Si me detengo en la esquina para ver los titulares de diarios y encuentro una portada que dice “Alan busca la reconciliación”, y al lado otra dice “Alan acepta su derrota”. ¿A cuál le creo? ¿Alguno me está informando realmente? ¿Ninguno?
Y es que mantenerse informado en el Perú no es cosa fácil. Ya es bastante complicado seguirle el rastro a las noticias como para también tener que diferenciar las noticias medianamente objetivas de las estratégicamente dirigidas por alguna mano sucia.
Para colaborar con mis compañeros lectores de noticias, les presento mi arbitraria radiografía de las tendencias de algunos medios escritos y su relación con el poder.
Si queremos empezar un día tranquilo con cafecito al lado, tenemos a los periódicos que nos informan lo más resaltante del día y señalan con un diseño amigable, los problemas del momento pero sin causar mucho revuelo a la hora de criticar: los periódicos tibios.
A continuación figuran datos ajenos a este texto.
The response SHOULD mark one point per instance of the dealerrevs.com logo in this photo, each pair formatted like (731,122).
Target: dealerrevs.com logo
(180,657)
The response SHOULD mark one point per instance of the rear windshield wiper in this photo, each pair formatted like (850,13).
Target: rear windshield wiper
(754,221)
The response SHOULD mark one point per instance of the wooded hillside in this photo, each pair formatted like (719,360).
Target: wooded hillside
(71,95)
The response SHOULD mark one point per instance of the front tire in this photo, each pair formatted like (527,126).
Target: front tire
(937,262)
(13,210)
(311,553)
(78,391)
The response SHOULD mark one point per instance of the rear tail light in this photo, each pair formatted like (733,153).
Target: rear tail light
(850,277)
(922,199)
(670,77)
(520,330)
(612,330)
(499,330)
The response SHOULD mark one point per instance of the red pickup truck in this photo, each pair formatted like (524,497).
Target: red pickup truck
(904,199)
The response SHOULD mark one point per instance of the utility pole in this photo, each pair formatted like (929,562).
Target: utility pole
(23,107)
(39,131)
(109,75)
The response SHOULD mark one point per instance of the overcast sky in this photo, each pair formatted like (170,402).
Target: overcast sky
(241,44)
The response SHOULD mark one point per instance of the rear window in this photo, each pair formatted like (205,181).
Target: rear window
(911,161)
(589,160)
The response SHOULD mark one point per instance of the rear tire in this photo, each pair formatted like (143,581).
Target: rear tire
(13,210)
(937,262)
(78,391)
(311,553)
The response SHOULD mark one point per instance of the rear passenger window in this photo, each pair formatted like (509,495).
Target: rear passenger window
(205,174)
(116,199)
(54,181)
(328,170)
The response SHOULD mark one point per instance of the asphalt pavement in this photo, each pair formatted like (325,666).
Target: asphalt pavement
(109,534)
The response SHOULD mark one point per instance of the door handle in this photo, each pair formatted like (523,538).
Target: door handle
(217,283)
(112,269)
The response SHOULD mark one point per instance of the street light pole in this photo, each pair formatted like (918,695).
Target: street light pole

En esta sección tenemos como protagonista a nuestro decano El Comercio, que nunca queda mal con nadie y a sus tigres enfocados: El Trome, lo mismo que El Comercio, pero de lenguaje popular y Perú 21, que con la salida de su equipo editorial perdió progresismo y se entregó a los responsables de la sección económica.
Si por el contrario, esa mañana nos provoca discutir apasionadamente algún tema nacional con nuestros compañeros de oficina, tenemos los periódicos que primero toman una posición y luego intentan sustentarla de cualquier manera: los periódicos pasionales. En esta sección tenemos a Expreso, con su clásica y amarillenta sobonería a cualquier cosa que haga el gobierno de turno, a Correo, sustentando que solo el hombre blanco limeño y neoliberal salvará al Perú y desaparecerá a los pobres. También tenemos al diario La Primera, que por el contrario, encuentra siempre la forma de golpear con dureza al gobierno, sin darse cuenta que para lograrlo, muchas veces glorifica a personajes y posturas tan puercas y dañinas como las que critica.
Podemos tener también una mañana intermedia, con un solitario periódico progre como es La República. Con menos fuerza que en su época combativa, pero con posturas medias y con algunos buenos columnistas. Eso sí, tienen que cambiar ese terrible diseño.
Otro solitario sería La Razón, un enigmático pasquín con una genial combinación de colores en su portada (que asegura su visibilidad en el kiosko), y que espera que empiece la guerra con Chile, que cualquier fujimorista gane cualquier elección y que lo autoritario sea entendido como lo más eficiente. Periódico muy recomendable para envolver adornos antiguos o limpiar cosas en general, nunca para leer en la mañana.
Finalmente y no menos importantes están los que plantean entretener al pasajero y de paso informar un poco: los periódicos al paso. Acá tenemos a Extra, El Men, Ajá y sus demás primos, que básicamente enganchan al lector con primicias de las nuevas vedettes, los romances que causan revuelo, un dato para que nos crezca alguna extremidad o la clave para cobrar la pensión si eres un sufrido jubilado. De los de fútbol sería necio hablar porque así seamos los peores futbolistas del mundo, se seguirán vendiendo.
No olvides que el desayuno es la comida más importante del día, así que dale el respeto que se merece. Como decía alguna vez un personaje entrañable, una persona que en la mañana, puede sentarse, leer el diario y desayunar tranquilo sin que nadie lo joda, es un hombre libre.